Demikianlah keburukan jatuhnya nilai mata uang rupiah yang dipicu oleh permainan spekulasi
valas. Berdasarkan dampak negatif itu, perdagangan valas untuk kepentingan spekulasi, amat
dilarang dalam Islam.

b). Dampak lain transaksi maya dalam perekonomian ialah terjadinya ketidakseimbangan arus
moneter dengan arus finansial. Realitas ketidakseimbangan arus moneter dan arus barang/jasa
tersebut, mencemaskan dan mengancam ekonomi berbagai negara.

Dalam ekonomi Islam, jumlah uang yang beredar, bukanlah variabel yang dapat ditentukan
begitu saja oleh pemerintah sebagai variabel eksogen. Dalam ekonomi Islam, jumlah uang yang
beredar ditentukan di dalam perekonomian sebagai variabel endogen, yaitu ditentukan oleh
banyaknya permintaan uang di sektor riel. Atau dengan kata lain, jumlah uang yang beredar
sama banyaknya dengan nilai barang dan jasa dalam perekonomian.

Dalam ekonomi Islam, sektor finansial dan sektor riel. Inilah perbedaan konsep ekonomi Islam
dengan ekonomi konvensional, jelas memisahkan antara sektor finansial dan sektor riel.
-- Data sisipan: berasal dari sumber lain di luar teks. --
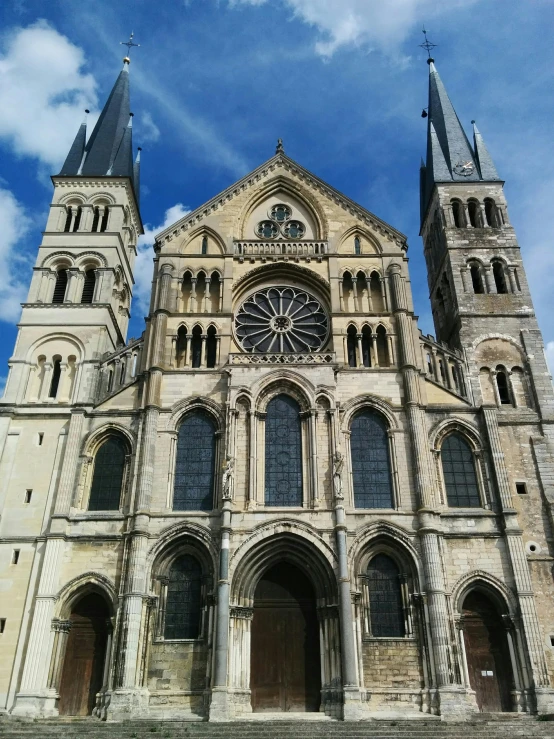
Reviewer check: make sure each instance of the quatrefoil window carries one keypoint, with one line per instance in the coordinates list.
(280, 224)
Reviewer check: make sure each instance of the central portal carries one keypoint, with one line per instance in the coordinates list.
(285, 674)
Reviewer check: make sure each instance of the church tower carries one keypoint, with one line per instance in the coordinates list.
(79, 298)
(477, 282)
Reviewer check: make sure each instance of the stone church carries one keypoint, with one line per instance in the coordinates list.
(282, 497)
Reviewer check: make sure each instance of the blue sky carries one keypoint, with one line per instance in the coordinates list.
(215, 82)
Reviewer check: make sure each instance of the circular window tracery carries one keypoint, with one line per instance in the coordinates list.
(280, 224)
(283, 320)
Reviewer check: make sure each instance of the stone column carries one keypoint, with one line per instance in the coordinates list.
(34, 698)
(129, 695)
(219, 707)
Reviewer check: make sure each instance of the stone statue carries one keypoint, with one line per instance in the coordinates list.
(338, 465)
(227, 479)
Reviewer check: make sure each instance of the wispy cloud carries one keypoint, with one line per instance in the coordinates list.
(15, 225)
(43, 92)
(383, 25)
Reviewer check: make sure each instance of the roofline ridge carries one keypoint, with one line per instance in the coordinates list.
(276, 158)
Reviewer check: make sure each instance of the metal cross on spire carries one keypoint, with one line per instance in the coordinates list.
(129, 44)
(427, 45)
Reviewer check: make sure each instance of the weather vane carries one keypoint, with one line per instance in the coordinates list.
(427, 45)
(129, 44)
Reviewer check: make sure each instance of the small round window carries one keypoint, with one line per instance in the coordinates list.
(280, 213)
(294, 230)
(267, 230)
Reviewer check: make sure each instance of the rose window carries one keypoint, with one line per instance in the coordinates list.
(280, 224)
(283, 320)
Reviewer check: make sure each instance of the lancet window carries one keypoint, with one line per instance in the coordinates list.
(108, 475)
(283, 452)
(183, 599)
(371, 469)
(195, 463)
(460, 478)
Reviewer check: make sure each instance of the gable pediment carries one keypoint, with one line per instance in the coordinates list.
(325, 213)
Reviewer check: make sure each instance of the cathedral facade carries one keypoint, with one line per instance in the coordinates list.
(283, 497)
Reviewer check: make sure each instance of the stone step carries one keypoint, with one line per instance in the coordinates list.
(87, 728)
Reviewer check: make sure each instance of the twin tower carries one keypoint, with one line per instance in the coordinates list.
(282, 497)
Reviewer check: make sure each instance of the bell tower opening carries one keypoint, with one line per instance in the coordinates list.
(285, 662)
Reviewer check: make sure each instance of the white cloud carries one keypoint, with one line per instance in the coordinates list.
(143, 264)
(148, 131)
(15, 224)
(377, 23)
(42, 92)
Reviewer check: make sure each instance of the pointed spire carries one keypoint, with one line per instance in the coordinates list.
(456, 148)
(136, 175)
(123, 163)
(106, 138)
(77, 150)
(484, 159)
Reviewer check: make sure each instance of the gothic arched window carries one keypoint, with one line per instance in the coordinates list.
(183, 601)
(56, 376)
(194, 469)
(107, 477)
(60, 286)
(283, 452)
(458, 468)
(499, 277)
(385, 597)
(88, 286)
(369, 448)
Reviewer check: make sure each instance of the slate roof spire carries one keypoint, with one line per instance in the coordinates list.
(109, 148)
(450, 156)
(77, 150)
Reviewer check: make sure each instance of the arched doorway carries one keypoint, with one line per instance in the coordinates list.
(85, 656)
(487, 653)
(285, 662)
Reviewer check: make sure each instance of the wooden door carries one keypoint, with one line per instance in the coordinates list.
(488, 659)
(285, 666)
(84, 661)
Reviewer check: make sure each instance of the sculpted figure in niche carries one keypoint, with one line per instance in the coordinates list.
(227, 479)
(338, 465)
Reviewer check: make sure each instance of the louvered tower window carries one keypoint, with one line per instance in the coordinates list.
(184, 590)
(60, 286)
(88, 286)
(371, 473)
(458, 469)
(283, 453)
(194, 469)
(107, 478)
(385, 597)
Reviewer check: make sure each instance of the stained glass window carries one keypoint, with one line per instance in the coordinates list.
(369, 447)
(385, 597)
(280, 213)
(459, 473)
(184, 589)
(194, 469)
(281, 319)
(267, 230)
(283, 453)
(107, 477)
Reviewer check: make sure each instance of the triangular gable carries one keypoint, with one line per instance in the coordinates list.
(251, 179)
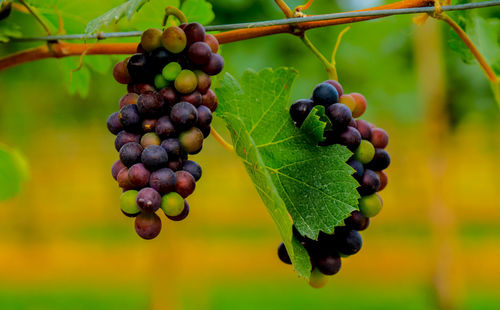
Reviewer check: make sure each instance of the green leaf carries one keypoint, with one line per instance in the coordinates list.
(127, 9)
(311, 184)
(13, 171)
(198, 11)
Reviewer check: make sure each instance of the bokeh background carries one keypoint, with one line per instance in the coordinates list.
(64, 243)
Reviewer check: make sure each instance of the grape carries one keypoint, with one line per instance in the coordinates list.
(360, 105)
(194, 98)
(120, 73)
(199, 53)
(130, 153)
(138, 67)
(349, 101)
(380, 161)
(172, 204)
(148, 199)
(369, 184)
(148, 125)
(193, 168)
(370, 205)
(380, 138)
(194, 33)
(160, 82)
(154, 157)
(364, 129)
(185, 183)
(165, 127)
(300, 109)
(128, 205)
(337, 86)
(214, 65)
(209, 99)
(358, 167)
(150, 104)
(340, 116)
(163, 180)
(138, 175)
(171, 71)
(184, 115)
(169, 95)
(365, 152)
(147, 225)
(328, 263)
(130, 98)
(357, 221)
(283, 254)
(204, 81)
(117, 166)
(347, 241)
(191, 140)
(174, 39)
(113, 123)
(212, 41)
(383, 179)
(325, 94)
(204, 116)
(173, 148)
(150, 138)
(130, 118)
(186, 82)
(124, 137)
(183, 214)
(151, 39)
Akibat pemisahan itu, ekonomi dunia rawan krisis, khususnya negara-negara berkembang
(terparah Indonesia). Sebab, pelaku ekonomi tidak lagi menggunakan uang untuk kepentingan
sektor riil, tetapi untuk kepentingan spekulasi mata uang.

Spekulasi inilah yang dapat menggoncang ekonomi berbagai negara, khususnya negara yang
kondisi politiknya tidak stabil. Akibat spekulasi itu, jumlah uang yang beredar sangat tidak
seimbang dengan jumlah barang di sektor riil.

Bagi spekulan, tidak penting apakah nilai menguat atau melemah. Bagi mereka yang penting
adalah mata uang selalu berfluktuasi. Tidak jarang mereka melakukan rekayasa untuk
menciptakan fluktuasi bila ada momen yang tepat, biasanya satu peristiwa politik yang
minimbulkan ketidakpastian.

Menjelang momentum tersebut, secara perlahan-lahan mereka membeli rupiah, sehingga


permintaan akan rupiah meningkat. Ini akan mendorong nilai rupiah menguat. Penguatan rupiah
secara semu ini, akan menjadi makanan empuk para spekulan.

Bila momentumnya muncul dan ketidakpastian mulai merebak, mereka akan melepaskan rupiah
sekaligus dalam jumlah besar. Pasar akan kebanjiran rupiah dan tentunya nilai rupiah akan
anjlok. Para spekulan meraup keuntungan dari selisih harga harga beli dan harga jual. Makin
besar selisihnya, makin menarik bagi para spekulan untuk bermain.